Father Mike meets with students inside Loyola’s EcoDome greenhouse, a part of the new Institute of Environmental Sustainability.

Yet, you’d be hard-pressed to find another person as immersed in Loyola’s community as Father Mike. Visit the Lake Shore campus or pop into one of the dorms and you’ll likely run into him. “I live in Regis Hall,” he says, pointing west of his office in Burrowes Hall, which overlooks Lake Michigan. “I’ve lived in a freshman dorm for 25 years.”

Before Father Mike joined the Society of Jesus – the religious order that runs Loyola, about 200 other universities and over 3,000 high schools around the world – he earned degrees in English and Psychology from Saint Louis University in 1971. “I always wanted to be a teacher,” he recalls. “I graduated during tumultuous times, the Vietnam War, and was involved with student government and anti-war protests. I toyed with joining the Peace Corps, but a Jesuit scholastic suggested I join the Jesuits instead. He said, ‘If you try the Peace Corps, you’ll have to make another decision in two years when it ends. But if you join the Jesuits, you don’t have a make another decision for the rest of your life.’”

A Jesuit for over 40 years, Father Mike says his life has truly been enriched. “Through the Jesuits, I taught in Kansas City, earned a masters degree in American Literature from New York University and was ordained in Boston. Then I received a doctorate in Family Therapy, became a therapist, taught in San Francisco, spent a couple of semesters at Pontifical Gregorian University in Rome and got tenured in my home town of Saint Louis.”

After tenure, Father Mike became an administrator and has remained in this position the last 25 years. “I’ve always liked making things work and being involved with projects,” he explains. That may be why he’s also assistant to the Father General of his order and helps coordinate the Jesuit mission throughout 200 college institutions. “We’re also toying with how the Internet helps us reach places the Jesuits haven’t been before,” adds Father Mike. “We’re in deep conversation about new ways of starting a university. Can we still do the Jesuit thing if we were online more? Would we reach more people in Kenya, Nigeria and the Philippines? Would it be cheaper? The Jesuits have this [travel] bug. We need more. When the Jesuits see a town without a Jesuit school, we want to start one.”

His second job requires a lot of international travel, about six to eight times a year with one yearly trip to Rome. “I love to travel,” says Father Mike. “After my next trip to Rome later this year, I’ll take my vacation in Sicily where I have relatives. I like to go somewhere new for a vacation, usually with another Jesuit or two or three. We have to do it together to pool our allowance and share expenses.”

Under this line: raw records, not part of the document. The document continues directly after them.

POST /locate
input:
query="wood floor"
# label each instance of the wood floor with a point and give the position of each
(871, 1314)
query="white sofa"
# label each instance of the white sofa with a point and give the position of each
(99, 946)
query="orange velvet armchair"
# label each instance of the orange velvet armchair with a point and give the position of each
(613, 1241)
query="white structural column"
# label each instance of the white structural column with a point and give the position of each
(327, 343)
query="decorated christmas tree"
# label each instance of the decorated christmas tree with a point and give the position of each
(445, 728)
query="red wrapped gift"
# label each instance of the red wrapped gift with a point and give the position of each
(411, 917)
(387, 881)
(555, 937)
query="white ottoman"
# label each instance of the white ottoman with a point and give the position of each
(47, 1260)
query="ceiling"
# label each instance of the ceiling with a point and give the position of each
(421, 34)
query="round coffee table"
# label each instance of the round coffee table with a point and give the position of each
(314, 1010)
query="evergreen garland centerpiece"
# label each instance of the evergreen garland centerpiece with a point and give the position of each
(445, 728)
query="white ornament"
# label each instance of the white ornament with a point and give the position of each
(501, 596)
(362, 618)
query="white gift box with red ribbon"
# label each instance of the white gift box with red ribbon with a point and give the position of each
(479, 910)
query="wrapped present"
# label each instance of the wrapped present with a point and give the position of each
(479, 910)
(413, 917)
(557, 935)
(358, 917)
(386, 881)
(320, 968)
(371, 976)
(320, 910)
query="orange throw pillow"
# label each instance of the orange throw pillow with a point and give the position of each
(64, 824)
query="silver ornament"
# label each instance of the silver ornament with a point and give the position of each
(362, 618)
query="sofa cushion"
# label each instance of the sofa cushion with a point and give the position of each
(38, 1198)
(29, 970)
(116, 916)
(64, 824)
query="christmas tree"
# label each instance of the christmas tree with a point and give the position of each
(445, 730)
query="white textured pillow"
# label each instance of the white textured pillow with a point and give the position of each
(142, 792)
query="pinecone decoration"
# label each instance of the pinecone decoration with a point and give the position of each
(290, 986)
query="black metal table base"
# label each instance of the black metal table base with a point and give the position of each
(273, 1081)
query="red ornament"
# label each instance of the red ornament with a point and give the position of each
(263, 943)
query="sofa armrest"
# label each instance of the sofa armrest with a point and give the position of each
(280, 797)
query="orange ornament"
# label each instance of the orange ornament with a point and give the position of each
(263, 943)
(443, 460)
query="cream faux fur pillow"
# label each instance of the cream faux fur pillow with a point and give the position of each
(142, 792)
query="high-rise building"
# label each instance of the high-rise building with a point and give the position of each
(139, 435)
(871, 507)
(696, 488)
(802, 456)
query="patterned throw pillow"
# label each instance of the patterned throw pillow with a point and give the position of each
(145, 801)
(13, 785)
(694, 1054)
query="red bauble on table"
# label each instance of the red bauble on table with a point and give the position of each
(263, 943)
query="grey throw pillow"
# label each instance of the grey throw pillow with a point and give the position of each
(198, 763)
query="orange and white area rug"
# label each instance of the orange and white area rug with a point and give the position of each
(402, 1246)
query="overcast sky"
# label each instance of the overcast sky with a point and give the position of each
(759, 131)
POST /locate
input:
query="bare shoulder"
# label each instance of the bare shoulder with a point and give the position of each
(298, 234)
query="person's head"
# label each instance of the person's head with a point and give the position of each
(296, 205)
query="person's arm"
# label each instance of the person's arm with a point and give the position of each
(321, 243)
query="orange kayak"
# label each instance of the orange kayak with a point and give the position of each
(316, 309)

Yes, allowance. Father Mike has two high-powered jobs and doesn’t claim a paycheck, as the Jesuits take vows of chastity, poverty and obedience. Rather, the order gives him an allowance for living expenses and some leisure activities. “The Jesuits’ understanding of poverty isn’t simply have little to nothing,” he explains. “It’s living simply and in a dependency state. I depend on the community and kindness of others, and I’m content. I think everyone realizes, by the end of their life, that we cannot reassure ourselves with possessions. I don’t own anything. My car has been loaned to me. My apartment has been given to me. They’re not mine to keep.”

Plus, Father Mike doesn’t need money to have some fun at the students’ expense. “I tell them I have a pool and a Jacuzzi, but I really don’t,” he laughs. “Where I live is a mystery to them. They want to know what I have back there. So I ask if they’ve heard about the Jacuzzi. The Phoenix [Loyola’s student newspaper] even sent a photographer once to get a picture, and I had to deter them. There’s nothing back there…just a picnic table.” Guess the cat’s out of the bag.